As suggested, I'm posting additional request separately. First code then question.

library(data.table)

# load the data
customers <- structure(list(
NAME = c("B V RAMANA ", "K KRISHNA", "B SUDARSHAN", "B ANNAPURNA ",
"BIKASH BAHADUR CHITRE", "KOTLA CHENNAMMA ", "K KRISHNA",
" B V RAMANA", "B ANNAPURNA", "ZAITOON BEE", "BIMAN BALAIAH",
" KOTLA CHENNAMMA ", "B V RAMANA"),
DOB = c("15-01-1960", "01-05-1964", "12-03-1975", "12-12-1962",
"14-05-1983", "15-07-1958", "01-05-1964", "15-01-1960",
"12-12-1962", "20-02-1960", "10-03-1964", "15-07-1958",
"15-01-1960"),
ID = c(" 502910", "502737", "502995", " 502878", "502984",
"502466", "502737", "502902 ", "502877 ", "503000",
"502979", "502467", "502902 "),
PIN = c(500033, 500050, 500032, 500084, 500032, 500032, 500084, 500035,
500084, 500084, 500032, 500032, 500032)),
.Names = c("NAME", "DOB", "ID", "PIN"),
class = c("data.table", "data.frame"), row.names = c(NA, -13L))

# function for Duplicate Key Exclusion
dupKeyEx <- function(DT, dup_cols, unique_cols) {
cols <- c(dup_cols, unique_cols)
mDT <- DT[!duplicated(DT, by=cols), .N, by=dup_cols][N > 1L]
ans <- unique(DT[mDT[, !"N"], on=dup_cols], by=cols)
setorderv(ans, c(dup_cols, unique_cols))
return(ans)
}


Running the function gets zero results because of whitespaces in the beginning or end of
NAME
and
ID
columns in
customers
table:

dup_cols <- c("NAME", "DOB")
unique_cols <- "ID"
dupKeyEx(customers, dup_cols, unique_cols)
Empty data.table (0 rows) of 4 cols: NAME,DOB,ID,PIN


So we trim, ie, remove whitespaces from both ends of the relevant columns:

library(stringr)
customers[, `:=`(NAME = str_trim(NAME),
ID = str_trim(ID))]


Now we get the expected results:

dupKeyEx(customers, dup_cols, unique_cols)
NAME DOB ID PIN
1: B ANNAPURNA 12-12-1962 502877 500084
2: B ANNAPURNA 12-12-1962 502878 500084
3: B V RAMANA 15-01-1960 502902 500035
4: B V RAMANA 15-01-1960 502910 500033
5: KOTLA CHENNAMMA 15-07-1958 502466 500032
6: KOTLA CHENNAMMA 15-07-1958 502467 500032


I was wondering if the columns in
dup_cols
and
unique_cols
(together assigned in
cols
variable inside the
dupKeyEx
function) could be trimmed inside the function itself. That way, I won't need to remember to trim the relevant columns before using the
dupKeyEx
function.

I searched but was unable to find ways to refer to columns inside
cols
variable and apply
stringr::str_trim()
on them inside the
dupKeyEx
function.
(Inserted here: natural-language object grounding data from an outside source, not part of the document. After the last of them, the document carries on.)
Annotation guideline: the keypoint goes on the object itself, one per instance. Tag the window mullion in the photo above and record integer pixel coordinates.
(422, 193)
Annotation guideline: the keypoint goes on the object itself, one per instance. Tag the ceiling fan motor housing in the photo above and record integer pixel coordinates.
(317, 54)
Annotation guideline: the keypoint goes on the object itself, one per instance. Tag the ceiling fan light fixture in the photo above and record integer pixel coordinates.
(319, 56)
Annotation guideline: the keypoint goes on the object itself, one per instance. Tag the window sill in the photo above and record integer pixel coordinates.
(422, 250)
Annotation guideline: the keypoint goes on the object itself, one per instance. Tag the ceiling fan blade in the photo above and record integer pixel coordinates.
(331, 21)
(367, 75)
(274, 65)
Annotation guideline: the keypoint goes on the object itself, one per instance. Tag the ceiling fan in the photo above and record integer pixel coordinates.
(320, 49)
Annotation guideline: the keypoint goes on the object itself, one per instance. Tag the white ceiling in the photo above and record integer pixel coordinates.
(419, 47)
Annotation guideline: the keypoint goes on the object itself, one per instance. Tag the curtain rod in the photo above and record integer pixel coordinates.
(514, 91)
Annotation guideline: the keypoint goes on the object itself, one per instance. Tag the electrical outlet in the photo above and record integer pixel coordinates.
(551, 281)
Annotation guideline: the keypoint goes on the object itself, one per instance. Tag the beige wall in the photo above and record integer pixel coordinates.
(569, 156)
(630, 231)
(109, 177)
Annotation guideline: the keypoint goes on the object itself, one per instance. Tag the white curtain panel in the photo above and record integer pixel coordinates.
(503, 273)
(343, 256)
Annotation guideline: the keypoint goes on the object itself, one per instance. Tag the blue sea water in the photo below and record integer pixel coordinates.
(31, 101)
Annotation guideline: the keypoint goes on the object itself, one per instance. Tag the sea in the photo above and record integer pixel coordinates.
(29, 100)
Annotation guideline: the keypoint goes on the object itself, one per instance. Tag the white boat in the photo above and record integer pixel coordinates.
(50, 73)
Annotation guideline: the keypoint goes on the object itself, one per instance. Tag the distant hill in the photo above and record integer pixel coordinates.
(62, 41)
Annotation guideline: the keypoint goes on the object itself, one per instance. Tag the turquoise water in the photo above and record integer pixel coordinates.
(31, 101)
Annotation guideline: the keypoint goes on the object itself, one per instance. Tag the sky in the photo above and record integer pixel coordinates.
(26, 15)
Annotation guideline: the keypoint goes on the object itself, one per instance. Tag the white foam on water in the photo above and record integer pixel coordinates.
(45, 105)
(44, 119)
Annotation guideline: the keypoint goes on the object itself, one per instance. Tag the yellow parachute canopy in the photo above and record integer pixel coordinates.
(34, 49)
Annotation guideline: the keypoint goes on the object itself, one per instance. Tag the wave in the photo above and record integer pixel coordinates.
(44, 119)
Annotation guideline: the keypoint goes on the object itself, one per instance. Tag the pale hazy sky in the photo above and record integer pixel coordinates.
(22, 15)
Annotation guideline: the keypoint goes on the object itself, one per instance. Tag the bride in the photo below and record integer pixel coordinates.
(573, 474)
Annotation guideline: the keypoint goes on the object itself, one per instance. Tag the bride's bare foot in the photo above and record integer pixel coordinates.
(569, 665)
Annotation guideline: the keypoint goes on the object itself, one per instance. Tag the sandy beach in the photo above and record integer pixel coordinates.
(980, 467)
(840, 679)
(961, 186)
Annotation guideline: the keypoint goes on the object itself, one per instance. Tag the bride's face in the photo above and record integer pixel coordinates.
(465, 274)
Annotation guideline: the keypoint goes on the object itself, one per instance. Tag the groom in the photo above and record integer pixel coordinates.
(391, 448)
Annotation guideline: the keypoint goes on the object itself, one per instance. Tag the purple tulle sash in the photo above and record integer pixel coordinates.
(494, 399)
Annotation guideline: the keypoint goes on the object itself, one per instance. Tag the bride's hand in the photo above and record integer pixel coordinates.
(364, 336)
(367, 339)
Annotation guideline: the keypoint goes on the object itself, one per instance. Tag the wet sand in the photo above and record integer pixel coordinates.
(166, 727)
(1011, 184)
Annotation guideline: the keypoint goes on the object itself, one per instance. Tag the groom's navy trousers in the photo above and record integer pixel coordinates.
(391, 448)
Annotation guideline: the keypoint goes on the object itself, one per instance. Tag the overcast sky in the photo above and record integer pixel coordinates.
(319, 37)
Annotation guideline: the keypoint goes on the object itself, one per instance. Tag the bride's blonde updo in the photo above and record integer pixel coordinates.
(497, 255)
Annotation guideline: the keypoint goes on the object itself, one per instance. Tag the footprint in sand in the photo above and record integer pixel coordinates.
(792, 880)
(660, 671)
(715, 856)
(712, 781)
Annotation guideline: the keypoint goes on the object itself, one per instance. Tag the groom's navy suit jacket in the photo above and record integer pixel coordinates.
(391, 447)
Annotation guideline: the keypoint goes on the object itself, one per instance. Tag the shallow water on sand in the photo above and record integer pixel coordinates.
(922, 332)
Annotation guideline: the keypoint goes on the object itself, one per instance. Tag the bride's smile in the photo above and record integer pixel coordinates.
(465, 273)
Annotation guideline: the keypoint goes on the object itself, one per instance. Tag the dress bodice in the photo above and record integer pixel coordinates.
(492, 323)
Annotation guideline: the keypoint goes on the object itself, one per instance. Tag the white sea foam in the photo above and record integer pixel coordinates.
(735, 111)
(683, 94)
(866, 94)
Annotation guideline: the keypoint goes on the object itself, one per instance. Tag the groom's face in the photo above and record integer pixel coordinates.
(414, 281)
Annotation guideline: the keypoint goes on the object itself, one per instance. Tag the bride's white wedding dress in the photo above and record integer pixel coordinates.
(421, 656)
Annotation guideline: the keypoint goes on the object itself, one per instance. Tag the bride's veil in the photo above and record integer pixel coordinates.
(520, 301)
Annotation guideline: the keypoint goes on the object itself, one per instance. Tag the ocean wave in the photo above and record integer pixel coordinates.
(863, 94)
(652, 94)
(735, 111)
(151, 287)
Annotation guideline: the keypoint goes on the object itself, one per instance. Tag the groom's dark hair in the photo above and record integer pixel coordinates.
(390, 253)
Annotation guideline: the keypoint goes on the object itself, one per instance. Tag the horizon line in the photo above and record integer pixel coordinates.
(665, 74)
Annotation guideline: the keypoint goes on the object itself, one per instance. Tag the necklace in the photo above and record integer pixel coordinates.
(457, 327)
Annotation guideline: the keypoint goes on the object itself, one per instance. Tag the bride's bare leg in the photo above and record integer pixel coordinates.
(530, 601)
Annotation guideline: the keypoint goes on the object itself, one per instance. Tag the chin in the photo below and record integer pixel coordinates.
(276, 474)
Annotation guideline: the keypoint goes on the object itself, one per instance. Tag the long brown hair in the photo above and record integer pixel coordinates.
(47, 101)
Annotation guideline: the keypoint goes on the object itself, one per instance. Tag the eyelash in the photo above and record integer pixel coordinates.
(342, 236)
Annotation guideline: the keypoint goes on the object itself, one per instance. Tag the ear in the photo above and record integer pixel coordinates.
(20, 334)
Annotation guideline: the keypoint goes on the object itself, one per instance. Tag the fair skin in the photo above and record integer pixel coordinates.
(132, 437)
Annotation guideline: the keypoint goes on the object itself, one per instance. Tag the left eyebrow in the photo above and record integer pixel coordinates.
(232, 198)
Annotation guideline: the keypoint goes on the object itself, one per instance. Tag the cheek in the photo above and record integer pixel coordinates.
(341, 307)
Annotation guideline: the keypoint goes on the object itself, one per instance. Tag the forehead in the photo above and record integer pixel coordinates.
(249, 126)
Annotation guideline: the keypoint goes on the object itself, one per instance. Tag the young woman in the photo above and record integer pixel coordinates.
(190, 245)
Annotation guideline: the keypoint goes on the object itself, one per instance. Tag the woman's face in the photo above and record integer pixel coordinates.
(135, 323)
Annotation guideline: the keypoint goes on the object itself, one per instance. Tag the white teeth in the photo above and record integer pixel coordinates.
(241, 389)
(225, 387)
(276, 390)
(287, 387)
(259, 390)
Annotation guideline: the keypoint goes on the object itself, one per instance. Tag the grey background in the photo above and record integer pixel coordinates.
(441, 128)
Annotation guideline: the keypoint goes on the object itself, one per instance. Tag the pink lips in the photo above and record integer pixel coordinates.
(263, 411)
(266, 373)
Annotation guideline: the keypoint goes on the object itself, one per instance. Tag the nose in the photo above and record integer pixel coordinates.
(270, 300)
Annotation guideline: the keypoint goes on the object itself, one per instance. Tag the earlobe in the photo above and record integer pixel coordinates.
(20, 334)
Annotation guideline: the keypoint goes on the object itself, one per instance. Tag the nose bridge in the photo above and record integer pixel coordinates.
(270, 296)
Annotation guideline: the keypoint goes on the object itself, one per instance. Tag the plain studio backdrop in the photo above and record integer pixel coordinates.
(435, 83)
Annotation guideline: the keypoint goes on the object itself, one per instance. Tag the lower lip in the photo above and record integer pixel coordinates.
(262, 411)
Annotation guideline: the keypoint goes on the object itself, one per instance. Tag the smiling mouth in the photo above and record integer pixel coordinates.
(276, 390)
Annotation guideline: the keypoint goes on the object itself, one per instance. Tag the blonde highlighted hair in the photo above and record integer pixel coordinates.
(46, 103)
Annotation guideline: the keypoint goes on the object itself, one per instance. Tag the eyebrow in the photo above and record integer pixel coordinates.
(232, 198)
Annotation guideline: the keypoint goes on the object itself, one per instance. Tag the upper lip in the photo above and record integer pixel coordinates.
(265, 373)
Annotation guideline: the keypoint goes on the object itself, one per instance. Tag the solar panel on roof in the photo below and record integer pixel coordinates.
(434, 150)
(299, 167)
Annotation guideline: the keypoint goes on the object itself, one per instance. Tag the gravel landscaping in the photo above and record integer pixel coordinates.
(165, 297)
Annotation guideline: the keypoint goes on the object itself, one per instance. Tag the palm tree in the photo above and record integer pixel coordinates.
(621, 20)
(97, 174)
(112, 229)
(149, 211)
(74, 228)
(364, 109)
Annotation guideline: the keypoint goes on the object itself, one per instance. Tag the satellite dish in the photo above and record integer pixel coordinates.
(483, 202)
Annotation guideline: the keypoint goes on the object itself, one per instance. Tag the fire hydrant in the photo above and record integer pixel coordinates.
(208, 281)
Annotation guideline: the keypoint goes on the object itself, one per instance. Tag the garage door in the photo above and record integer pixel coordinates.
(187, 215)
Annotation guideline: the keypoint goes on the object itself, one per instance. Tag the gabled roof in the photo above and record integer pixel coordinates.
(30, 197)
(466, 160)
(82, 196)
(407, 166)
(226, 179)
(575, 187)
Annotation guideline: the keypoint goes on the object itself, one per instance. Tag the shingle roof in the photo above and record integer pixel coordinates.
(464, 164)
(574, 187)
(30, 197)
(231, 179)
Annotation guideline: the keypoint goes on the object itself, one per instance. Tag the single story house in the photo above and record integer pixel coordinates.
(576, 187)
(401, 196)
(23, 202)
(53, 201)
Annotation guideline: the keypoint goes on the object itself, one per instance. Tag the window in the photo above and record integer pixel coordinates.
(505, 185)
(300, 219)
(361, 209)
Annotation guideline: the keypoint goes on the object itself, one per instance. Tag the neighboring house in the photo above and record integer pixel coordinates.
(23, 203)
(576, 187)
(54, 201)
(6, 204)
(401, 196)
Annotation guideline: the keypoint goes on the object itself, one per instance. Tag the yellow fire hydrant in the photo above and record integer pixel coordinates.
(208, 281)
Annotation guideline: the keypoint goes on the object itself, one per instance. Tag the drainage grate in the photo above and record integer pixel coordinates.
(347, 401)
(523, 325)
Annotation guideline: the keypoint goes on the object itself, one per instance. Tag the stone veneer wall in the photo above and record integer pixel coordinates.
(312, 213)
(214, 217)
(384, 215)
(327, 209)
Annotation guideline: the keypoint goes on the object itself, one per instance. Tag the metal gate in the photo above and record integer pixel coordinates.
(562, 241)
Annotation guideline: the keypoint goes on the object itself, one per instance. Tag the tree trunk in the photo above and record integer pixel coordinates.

Any help would be appreciated.

Answer Source

you can do this:

dupKeyEx <- function(DT, dup_cols, unique_cols) {
  sapply(dup_cols,function(x) DT[[x]] <<- str_trim(DT[[x]]))
  cols <-  c(dup_cols, unique_cols)
  mDT <-  DT[!duplicated(DT, by=cols), .N, by=dup_cols][N > 1L]
  ans <- unique(DT[mDT[, !"N"], on=dup_cols], by=cols)
  setorderv(ans, c(dup_cols, unique_cols))
  return(ans)
}

or follow @Frank's advice, using data.table syntax. We make a copy of the table first not to modify the input:

dupKeyEx <- function(DT, dup_cols, unique_cols) {
  DT<-copy(DT)
  DT[, (dup_cols) := lapply(.SD, str_trim), .SDcols=dup_cols]
  cols <-  c(dup_cols, unique_cols)
  mDT <-  DT[!duplicated(DT, by=cols), .N, by=dup_cols][N > 1L]
  ans <- unique(DT[mDT[, !"N"], on=dup_cols], by=cols)
  setorderv(ans, c(dup_cols, unique_cols))
  return(ans)
}

Edit by San (Original Poster):

Thanks to both contributors. The following serves my purpose nicely:

dupKeyEx <- function(DT, dup_cols, unique_cols) {
  cols <-  c(dup_cols, unique_cols)
  sapply(cols, function(x) {
    DT[, (cols) := lapply(.SD, stringr::str_trim), .SDcols=cols]})
  mDT <-  DT[!duplicated(DT, by=cols), .N, by=dup_cols][N > 1L]
  ans <- unique(DT[mDT[, !"N"], on=dup_cols], by=cols)
  setorderv(ans, c(dup_cols, unique_cols))
  return(ans)
}

PS: Updating columns by reference is a good side-effect for my purpose.